Glucose concentrations of in vitro human aqueous humor (HAH) samples from cataract patients were determined using 785 nm Raman spectra and partial least squares (PLS) calibration. PLS models were created from spectra of prepared calibration solutions rather than aqueous humor samples. Spectra were obtained with an excitation energy (100 mW for 150 s), which was higher than can be applied in vivo, to decrease the models' contribution to prediction uncertainty. The solutions contained experimentally designed levels of glucose, bicarbonate, lactate, urea, and ascorbate. Multiplicative signal correction of spectra helped compensate for the ±20% drift in laser power observed at the sample over six noncontiguous days of data collection. Seventeen HAH samples containing 38–775 mg/dL of glucose exhibited a root-mean-square error (RMSEP) of 22 mg/dL, coefficient of determination (r2) of 0.989, and bias of 6 mg/dL when predicted from lower energy (30 s) spectra collected contemporaneously with fifty calibration spectra.
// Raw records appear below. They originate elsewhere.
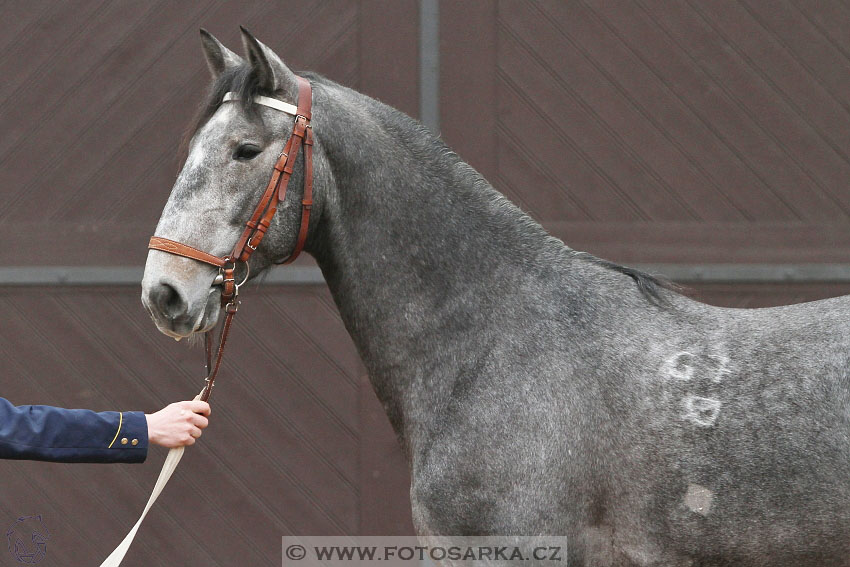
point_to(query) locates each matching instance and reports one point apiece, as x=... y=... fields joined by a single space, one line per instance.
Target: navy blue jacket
x=45 y=433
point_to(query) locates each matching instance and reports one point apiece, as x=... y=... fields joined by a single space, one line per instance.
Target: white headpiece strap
x=266 y=101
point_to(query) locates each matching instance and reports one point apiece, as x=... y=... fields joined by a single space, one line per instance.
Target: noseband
x=256 y=227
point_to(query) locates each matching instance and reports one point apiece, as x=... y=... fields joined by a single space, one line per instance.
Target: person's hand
x=178 y=424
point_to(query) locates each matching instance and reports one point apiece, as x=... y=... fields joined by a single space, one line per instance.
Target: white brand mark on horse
x=698 y=499
x=701 y=411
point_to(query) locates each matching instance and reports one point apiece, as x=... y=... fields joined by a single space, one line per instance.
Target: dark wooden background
x=643 y=131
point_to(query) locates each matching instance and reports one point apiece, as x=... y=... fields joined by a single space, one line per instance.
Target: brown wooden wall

Similar results were obtained even when spectral data were gathered separately for human aqueous humor samples and calibration samples: 10 HAH samples, calibrated on 25 solutions measured 3.6 weeks earlier, exhibited an RMSEP of 23 mg/dL, r2 of 0.992, and bias of 9 mg/dL. The results demonstrate progress toward the determination of glucose levels in patient-derived aqueous humor using laboratory-derived “artificial aqueous humor” calibration solutions.